In case you harbor any doubt that humiliation, domination,
and perpetrator self-aggrandizement, not sex, is the motive behind rape, check
out Unbelievable, a Netflix series
that began Fri., the 13th. It’s the dramatization of real case reporting done
for ProPublica by T. Christian Miller & Ken Armstrong. More importantly, it was directed by Susannah
Grant, who did not succumb—as Hollywood men can’t seem to resist—to the
temptation of casting pretty women as rape victims.
While Unbelievable is a more-satisfying-than-average
police procedural with Toni Collette and Merritt Wever playing the intriguingly
contrasted lead detectives, the authencity of the rape victims is key to its
plausibility. Here, Unbelievable goes
above and beyond brave and true: one is a 50-going-on-60 gray matron, working
in a food service; another is a plumpish, retiring 20 or 30-something, living
in a strange city away from any support network, if she even had one where she
came from. I surmised she left because she didn’t.
Make no mistake, that is a victim
hallmark, or so the literature I read on the topic, when I got drafted onto the
Rape Task Force in the 70s as a National Organization of Women (NOW) member in
my Denver days.
The
quintessential victim is Marie Adler, attractive enough, but so cowed by the
foster care system, which has never stood by her or helped her stand up for
herself, that the minute police detectives doubt her, she begins to doubt
herself. So thoroughly undermined by the
system, Marie is incapable of outrage till the thing turns around, but before
that, she can’t mobilize even her natural allies. No less go looking for any!

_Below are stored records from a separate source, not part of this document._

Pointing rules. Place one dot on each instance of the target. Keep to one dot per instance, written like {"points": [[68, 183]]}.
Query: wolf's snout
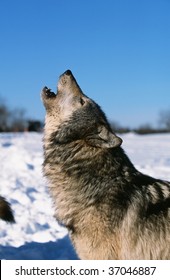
{"points": [[48, 93], [68, 72]]}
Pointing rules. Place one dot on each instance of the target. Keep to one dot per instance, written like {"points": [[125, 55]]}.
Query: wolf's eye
{"points": [[82, 101]]}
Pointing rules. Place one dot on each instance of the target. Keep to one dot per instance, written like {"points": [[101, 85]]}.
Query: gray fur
{"points": [[6, 213], [112, 211]]}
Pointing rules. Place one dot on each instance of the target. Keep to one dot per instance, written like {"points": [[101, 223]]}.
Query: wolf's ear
{"points": [[104, 139]]}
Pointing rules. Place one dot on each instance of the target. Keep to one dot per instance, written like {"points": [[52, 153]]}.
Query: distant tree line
{"points": [[163, 125], [16, 121]]}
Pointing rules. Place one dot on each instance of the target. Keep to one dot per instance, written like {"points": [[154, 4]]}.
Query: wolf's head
{"points": [[74, 116]]}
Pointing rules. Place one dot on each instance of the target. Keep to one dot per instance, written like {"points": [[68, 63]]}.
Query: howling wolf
{"points": [[111, 210], [5, 211]]}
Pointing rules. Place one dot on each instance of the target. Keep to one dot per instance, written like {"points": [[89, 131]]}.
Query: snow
{"points": [[36, 234]]}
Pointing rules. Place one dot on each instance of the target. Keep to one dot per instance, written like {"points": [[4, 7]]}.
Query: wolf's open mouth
{"points": [[48, 92]]}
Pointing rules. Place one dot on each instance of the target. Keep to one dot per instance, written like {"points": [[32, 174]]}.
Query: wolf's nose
{"points": [[68, 72]]}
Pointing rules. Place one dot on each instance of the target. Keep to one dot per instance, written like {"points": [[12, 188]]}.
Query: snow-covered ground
{"points": [[36, 234]]}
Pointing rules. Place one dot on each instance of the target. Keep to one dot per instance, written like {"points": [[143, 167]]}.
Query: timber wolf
{"points": [[112, 210], [6, 211]]}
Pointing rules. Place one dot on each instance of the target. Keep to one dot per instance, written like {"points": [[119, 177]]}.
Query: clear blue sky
{"points": [[118, 50]]}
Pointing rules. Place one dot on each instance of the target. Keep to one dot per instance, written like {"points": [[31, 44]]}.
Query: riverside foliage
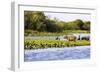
{"points": [[46, 43]]}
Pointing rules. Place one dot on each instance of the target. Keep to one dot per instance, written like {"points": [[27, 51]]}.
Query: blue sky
{"points": [[68, 17]]}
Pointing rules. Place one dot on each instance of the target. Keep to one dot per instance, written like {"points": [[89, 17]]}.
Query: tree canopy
{"points": [[38, 21]]}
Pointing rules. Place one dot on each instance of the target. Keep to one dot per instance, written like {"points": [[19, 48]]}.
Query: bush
{"points": [[46, 43]]}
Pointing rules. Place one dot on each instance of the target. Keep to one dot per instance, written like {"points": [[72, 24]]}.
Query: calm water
{"points": [[67, 53], [54, 37]]}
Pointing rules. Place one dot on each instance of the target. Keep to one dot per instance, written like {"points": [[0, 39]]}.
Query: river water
{"points": [[66, 53]]}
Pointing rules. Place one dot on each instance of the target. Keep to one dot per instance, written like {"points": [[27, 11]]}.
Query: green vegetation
{"points": [[36, 23], [46, 43], [65, 32]]}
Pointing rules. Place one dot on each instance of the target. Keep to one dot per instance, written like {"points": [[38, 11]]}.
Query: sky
{"points": [[68, 16]]}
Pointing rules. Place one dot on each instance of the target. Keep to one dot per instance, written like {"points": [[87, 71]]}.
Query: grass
{"points": [[65, 32], [46, 43]]}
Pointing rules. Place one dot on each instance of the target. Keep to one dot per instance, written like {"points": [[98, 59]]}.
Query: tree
{"points": [[34, 20], [86, 25], [79, 23]]}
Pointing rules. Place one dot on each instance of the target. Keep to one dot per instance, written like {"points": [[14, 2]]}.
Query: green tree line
{"points": [[38, 21]]}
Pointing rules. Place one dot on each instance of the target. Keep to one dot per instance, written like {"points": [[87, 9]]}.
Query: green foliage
{"points": [[38, 21], [46, 43]]}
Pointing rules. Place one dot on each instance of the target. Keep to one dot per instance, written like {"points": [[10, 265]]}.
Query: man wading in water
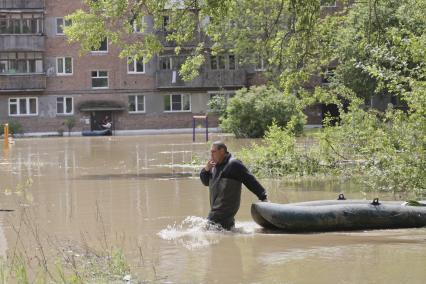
{"points": [[224, 174]]}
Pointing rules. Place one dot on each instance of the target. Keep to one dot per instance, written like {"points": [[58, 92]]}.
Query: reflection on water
{"points": [[143, 194]]}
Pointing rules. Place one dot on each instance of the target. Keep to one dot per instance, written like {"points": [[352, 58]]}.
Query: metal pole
{"points": [[6, 135], [207, 128], [193, 129]]}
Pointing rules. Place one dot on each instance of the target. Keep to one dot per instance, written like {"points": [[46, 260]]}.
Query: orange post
{"points": [[6, 135]]}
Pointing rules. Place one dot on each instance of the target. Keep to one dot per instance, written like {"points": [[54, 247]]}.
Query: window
{"points": [[99, 79], [219, 99], [138, 24], [174, 103], [137, 103], [64, 105], [103, 48], [64, 65], [135, 66], [166, 63], [165, 23], [23, 106], [231, 61], [328, 3], [60, 24], [21, 62], [260, 65], [222, 62]]}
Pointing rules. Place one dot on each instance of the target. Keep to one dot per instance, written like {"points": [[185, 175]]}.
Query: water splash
{"points": [[193, 233], [196, 232]]}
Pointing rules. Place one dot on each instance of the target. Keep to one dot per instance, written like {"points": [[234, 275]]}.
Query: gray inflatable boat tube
{"points": [[338, 215]]}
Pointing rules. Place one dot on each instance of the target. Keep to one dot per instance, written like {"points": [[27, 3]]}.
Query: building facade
{"points": [[45, 81]]}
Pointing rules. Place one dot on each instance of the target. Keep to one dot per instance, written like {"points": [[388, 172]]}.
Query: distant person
{"points": [[106, 122], [224, 174]]}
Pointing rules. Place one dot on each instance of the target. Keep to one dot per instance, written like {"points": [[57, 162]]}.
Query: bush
{"points": [[251, 111], [386, 150], [279, 156]]}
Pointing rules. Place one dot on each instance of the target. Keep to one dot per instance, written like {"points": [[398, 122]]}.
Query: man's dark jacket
{"points": [[224, 182]]}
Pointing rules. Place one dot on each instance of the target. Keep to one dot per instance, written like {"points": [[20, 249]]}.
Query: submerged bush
{"points": [[387, 150], [251, 111], [279, 156]]}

(In feminist organization or…)
Of course, to get good drama, you need
“bad guys,” and in this film they are a
couple “desk sergeant” types who refuse to believe Marie, (hence the title) and
extend her foster-care-victimization right through the rape investigation up to
filing a complaint against her for a false reporting of a crime. The viewer can get
outraged if she isn’t—part of what makes this so satisfying, I suspect.
Most of the time, though, the
police dealing with rape victims if it is a special unit, are savvy and sympathetic—at least in
the early 70s Denver NOW Task Force believed they were in the victim’s corner. The attitude of the courts/public was the problem.
Which, of course, brings us all to the scary place of knowing a guy like Brett Kavanaugh is sitting on a court, any court.